To Avoid Further Losses, Republicans Need ‘Re-Branding’
As Congressional Republicans try to “re-brand” themselves for the 2008 elections, the House Suburban Caucus is back with proposals designed to protect some of the most vulnerable GOP Members.
[IMGCAP(1)]The agenda includes establishment of federal “401 Kids” tax-deferred accounts for children, a requirement that school and library computers filter out Internet predators and permission for teachers to search school lockers and backpacks for guns.
Other proposals include a federal requirement that importers disclose potential contaminants in food brought into the United States and federal deadlines for doctors and hospitals to establish electronic medical records and prescribe medicines online.
The co-chairmen of the 70-member Suburban Caucus, Reps. Mark Kirk (Ill.), a moderate, and Pete Sessions (Texas), a conservative, are scheduled to present the agenda — and polling data backing it up — at the House GOP retreat beginning today in West Virginia.
House Minority Leader John Boehner (R-Ohio) has been talking for more than a year about the need for Republicans to “re-brand” themselves or remain in the minority.
The main item on his agenda appears to be reform of the earmark system whose abuse led to scandals that helped hand control of Congress to the Democrats in 2006.
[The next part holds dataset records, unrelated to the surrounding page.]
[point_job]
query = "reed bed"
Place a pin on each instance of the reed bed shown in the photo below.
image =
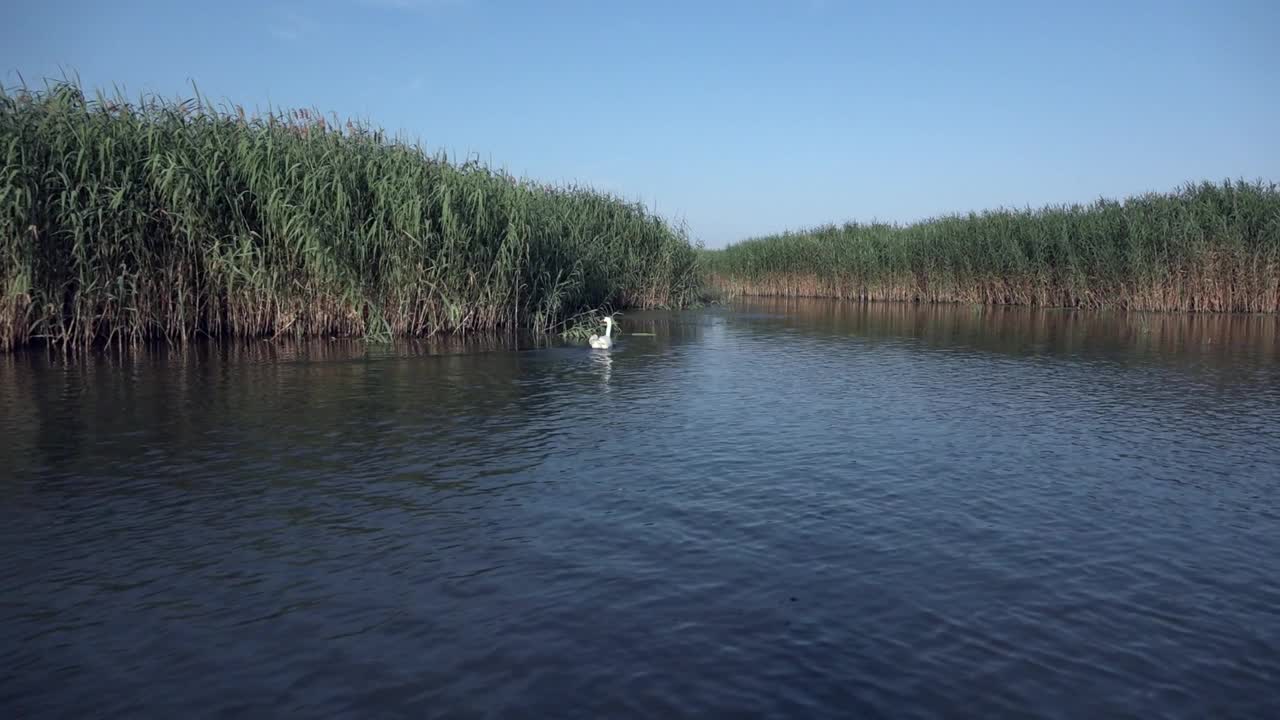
(1202, 247)
(128, 222)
At the moment, polls indicate that the GOP is far from any hope of regaining control of the House. The Real Clear Politics average of generic Congressional polls indicates that voters prefer Democrats by a 7.6-point margin.
Exit polls in 2006 showed that Democrats outpolled Republicans by just four points, 50 percent to 46 percent, and picked up 30 seats.
And it’s almost universally accepted that Democrats will gain seats in the Senate this year inasmuch as five or six GOP-held seats are vulnerable, but only one or two Democratic seats.
Both House and Senate Republicans — and President Bush, too — plan to make “health insurance for every American” a major item on their policy agenda in an effort to catch up to Democratic presidential candidates.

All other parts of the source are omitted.